The Daurian pika (Ochotona dauurica) is a small relative of rabbits and hares in the order Lagomorpha. It is well known for its "barking" alarm call, and for its peculiar habit of making hay to help survive the winter. There are 4 recognized subspecies, Ochotona dauurica annectens, O.d. bedfordi, O.d. dauurica, and O.d. mursavi. Daurian pikas, like other lagomorphs, are characterized by a secondary set of incisor teeth. They are sexually monomorphic, with thick reddish coats. Pikas have no external tail, and their ears are large and rounded. The auditory bullae, a feature of the skull of daurian pikas are small in comparison to many other pikas. This is thought to be related to their fairly low altitude habitat preference. They are considered keystone species within their habitat.

== Range and habitat ==
Daurian pikas are found throughout Mongolia, southern Russia, Manchuria and in several provinces of China. They live in mountainous regions, and are found at altitudes ranging from 400-4,000 meters above sea level. They are found in desert grasslands, where they are able to burrow in winter and find fresh grass to eat and herbaceous vegetation to store for winter. They sometimes share burrows with Campbell's dwarf hamster, but only in the steppes and semi deserts of northern Manchuria.

== Taxonomy ==
Pikas first appeared in fossil records in the late Miocene, and were located in central Asia. Rivers and glaciers divided the region they first inhabited, allowing them to diversify into the 30 species known today. They are eutherian mammals in the order Lagomorpha. Lagomorpha is divided into 2 extant families, Leporidae which includes rabbits and hares, and Ochotonidae, the pikas. Although there is only one genus, Ochotona, there are 3 subgenera: Pika, Ochotona, of which Daurian pikas are members, and Conothoa. Daurian pikas can be distinguished from other pikas by range, social and feeding behaviors, and their reddish coat.

== Biology ==
Daurian pikas are diurnal, generalized herbivores. Their primary mode of locomotion is ambulatory, although as burrowers they are also semi-fossorial. They differ from many other pika species by forming communal winter haypiles. During summer they graze on monocot grasses. In late summer and early autumn they begin collecting herbaceous plants known as "forbs", which are high in lipids and proteins. These forbs are stored aboveground near communal burrows, where they dry into hay for utilization throughout the winter months. Around 10 piles are built for each burrow system. These haypiles are incredibly important to pika survival. It is estimated that only 1/3 of pikas survive each winter, assuming an adequate resource stockpile. If these piles are removed, survival drops to around 1/20. This causes the population to undergo huge annual population cycles, as they must have quite high fecundity to make up for the winter fatalities. They are capable of producing several litters per year, and may have up to 11 offspring in a single litter. Although lifespan has not been fully studied, it is known that pikas born early in the year may become reproductively active before the end of summer. Daurian pika communities are spread quite thinly across their range. Density of inhabited burrows is around 0.3-0.5 per hectare.

== Ecology ==
Daurian pikas have been observed sharing burrows with several other mammal species.
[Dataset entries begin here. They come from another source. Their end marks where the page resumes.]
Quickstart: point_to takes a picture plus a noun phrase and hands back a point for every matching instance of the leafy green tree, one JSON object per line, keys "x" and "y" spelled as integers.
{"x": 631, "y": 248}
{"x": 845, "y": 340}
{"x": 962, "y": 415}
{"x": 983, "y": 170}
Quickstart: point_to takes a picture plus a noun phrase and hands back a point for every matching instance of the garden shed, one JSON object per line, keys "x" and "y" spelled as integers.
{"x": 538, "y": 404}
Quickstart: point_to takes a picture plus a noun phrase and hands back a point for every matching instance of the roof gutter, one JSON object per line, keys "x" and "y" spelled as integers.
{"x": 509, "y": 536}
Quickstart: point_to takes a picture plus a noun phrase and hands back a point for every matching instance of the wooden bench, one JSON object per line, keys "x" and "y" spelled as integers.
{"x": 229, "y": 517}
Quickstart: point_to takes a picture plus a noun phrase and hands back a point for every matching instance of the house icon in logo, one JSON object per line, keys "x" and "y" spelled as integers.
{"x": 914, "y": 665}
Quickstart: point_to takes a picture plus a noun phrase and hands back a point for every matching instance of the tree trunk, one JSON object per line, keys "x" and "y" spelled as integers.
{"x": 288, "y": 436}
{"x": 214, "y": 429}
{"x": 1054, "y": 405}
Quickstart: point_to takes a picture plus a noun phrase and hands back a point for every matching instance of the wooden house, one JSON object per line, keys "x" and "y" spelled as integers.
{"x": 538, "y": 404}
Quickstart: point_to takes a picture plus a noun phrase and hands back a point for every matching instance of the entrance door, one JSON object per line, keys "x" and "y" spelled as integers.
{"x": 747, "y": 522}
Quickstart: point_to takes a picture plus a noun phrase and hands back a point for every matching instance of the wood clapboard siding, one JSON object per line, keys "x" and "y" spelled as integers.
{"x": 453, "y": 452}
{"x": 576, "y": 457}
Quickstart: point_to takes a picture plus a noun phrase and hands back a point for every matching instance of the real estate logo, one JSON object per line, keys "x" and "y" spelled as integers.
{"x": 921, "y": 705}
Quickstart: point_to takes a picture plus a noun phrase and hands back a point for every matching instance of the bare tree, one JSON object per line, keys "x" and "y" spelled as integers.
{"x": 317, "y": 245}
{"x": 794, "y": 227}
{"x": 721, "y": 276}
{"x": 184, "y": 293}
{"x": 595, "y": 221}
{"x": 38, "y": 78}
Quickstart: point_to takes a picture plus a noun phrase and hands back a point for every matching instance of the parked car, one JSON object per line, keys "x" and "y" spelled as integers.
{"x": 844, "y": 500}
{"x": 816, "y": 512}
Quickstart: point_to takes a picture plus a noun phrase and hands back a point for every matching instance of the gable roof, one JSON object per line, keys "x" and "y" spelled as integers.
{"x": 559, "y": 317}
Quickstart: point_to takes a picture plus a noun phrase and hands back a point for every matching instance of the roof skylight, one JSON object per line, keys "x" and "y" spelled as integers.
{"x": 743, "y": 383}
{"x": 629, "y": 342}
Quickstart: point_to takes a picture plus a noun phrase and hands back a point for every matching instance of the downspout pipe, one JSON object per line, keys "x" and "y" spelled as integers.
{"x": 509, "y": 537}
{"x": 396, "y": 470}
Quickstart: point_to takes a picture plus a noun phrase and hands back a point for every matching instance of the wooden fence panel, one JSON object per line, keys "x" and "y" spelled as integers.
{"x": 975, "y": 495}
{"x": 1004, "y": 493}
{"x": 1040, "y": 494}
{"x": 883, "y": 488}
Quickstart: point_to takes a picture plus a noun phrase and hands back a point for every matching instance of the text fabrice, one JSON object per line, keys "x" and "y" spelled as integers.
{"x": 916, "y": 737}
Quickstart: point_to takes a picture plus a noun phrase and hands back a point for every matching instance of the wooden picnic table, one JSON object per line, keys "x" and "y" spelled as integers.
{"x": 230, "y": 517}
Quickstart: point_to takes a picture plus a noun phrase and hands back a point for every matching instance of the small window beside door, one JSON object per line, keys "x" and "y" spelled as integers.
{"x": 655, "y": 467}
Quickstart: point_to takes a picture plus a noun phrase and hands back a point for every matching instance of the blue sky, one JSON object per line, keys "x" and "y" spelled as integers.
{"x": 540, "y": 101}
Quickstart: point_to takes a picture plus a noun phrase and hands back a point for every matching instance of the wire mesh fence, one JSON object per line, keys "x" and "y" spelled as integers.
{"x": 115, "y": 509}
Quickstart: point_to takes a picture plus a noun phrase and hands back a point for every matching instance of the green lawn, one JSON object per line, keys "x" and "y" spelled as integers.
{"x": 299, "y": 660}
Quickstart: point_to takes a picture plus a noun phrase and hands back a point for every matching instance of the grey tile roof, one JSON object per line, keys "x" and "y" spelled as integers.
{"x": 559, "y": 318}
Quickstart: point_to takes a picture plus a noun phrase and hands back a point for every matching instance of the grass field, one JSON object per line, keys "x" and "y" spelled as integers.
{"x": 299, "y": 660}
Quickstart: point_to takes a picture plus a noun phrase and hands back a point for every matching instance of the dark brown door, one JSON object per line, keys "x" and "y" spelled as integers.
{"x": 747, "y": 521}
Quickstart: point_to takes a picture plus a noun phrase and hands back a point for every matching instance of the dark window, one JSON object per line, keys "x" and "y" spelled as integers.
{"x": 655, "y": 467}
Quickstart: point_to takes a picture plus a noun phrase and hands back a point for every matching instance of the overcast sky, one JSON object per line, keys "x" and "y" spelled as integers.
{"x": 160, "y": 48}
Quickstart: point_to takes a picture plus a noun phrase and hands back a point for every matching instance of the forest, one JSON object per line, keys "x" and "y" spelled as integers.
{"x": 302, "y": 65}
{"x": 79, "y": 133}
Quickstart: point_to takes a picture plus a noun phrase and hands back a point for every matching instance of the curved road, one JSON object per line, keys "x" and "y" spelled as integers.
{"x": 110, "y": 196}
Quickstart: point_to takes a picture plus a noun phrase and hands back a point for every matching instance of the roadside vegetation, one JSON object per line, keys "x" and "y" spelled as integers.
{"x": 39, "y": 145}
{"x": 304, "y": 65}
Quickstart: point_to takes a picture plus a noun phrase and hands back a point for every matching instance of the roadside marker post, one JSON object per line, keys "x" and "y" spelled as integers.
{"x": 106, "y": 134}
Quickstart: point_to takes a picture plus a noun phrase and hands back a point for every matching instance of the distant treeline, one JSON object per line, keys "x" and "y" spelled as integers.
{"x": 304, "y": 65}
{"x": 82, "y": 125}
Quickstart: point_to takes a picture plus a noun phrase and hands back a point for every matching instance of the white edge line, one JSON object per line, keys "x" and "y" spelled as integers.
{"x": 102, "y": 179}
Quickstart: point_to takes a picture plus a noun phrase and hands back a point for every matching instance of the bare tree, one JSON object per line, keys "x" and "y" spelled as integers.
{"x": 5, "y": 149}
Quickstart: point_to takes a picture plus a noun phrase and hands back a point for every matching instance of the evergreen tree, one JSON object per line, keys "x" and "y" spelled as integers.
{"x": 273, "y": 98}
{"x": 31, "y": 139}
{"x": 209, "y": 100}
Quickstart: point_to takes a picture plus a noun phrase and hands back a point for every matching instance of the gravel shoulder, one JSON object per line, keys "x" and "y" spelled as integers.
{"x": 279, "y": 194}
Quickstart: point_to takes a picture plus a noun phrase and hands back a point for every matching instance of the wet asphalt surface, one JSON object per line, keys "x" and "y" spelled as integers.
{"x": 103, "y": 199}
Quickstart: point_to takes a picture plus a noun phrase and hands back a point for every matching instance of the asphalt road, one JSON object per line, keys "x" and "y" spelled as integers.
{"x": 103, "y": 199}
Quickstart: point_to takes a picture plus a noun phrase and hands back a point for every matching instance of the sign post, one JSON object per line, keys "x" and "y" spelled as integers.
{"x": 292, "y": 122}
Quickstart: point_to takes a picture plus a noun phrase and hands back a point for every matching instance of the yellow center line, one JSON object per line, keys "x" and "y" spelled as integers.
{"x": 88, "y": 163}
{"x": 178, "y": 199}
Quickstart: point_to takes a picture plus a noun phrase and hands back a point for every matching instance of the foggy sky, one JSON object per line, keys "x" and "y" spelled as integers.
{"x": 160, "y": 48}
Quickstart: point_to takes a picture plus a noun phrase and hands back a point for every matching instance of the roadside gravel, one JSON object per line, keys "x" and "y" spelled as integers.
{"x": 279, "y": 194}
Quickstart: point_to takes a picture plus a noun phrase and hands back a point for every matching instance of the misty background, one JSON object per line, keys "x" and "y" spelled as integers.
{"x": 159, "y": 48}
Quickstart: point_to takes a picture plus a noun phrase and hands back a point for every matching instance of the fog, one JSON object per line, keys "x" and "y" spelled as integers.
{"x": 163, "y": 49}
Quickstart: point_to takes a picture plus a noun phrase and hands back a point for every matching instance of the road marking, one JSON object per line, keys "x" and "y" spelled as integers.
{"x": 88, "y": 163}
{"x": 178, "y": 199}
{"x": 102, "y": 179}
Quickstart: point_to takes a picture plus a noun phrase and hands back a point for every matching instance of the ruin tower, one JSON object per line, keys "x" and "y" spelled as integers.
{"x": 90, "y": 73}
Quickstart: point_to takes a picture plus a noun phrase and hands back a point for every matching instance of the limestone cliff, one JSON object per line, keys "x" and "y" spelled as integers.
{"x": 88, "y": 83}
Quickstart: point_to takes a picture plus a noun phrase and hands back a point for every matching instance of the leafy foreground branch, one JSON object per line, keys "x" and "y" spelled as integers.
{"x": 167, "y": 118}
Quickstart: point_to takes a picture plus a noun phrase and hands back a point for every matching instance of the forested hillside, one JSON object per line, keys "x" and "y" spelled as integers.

They occasionally "visit" burrows of altai marmots and Mongolian pikas. In turn, their burrows are visited by ground squirrels, and sometimes by burrowing birds. Due to low competition and predation rates, the limiting factor on Daurian pika populations is winter.

== Conservation issues ==
Daurian pikas have been historically seen as agricultural pests, as they are herbivores sharing feeding grounds with livestock. As such they were subjected to pest control methods by farmers. In recent years, however, it has been discovered that they actually have quite different food preferences from domesticated animals, and are therefore not actually pests. Actions have been taken to educate local farmers on this fact, and pika hunting is on the decline. It is listed on the IUCN red list as a species of least concern, although there are some subpopulations around the Gobi desert that may be vulnerable.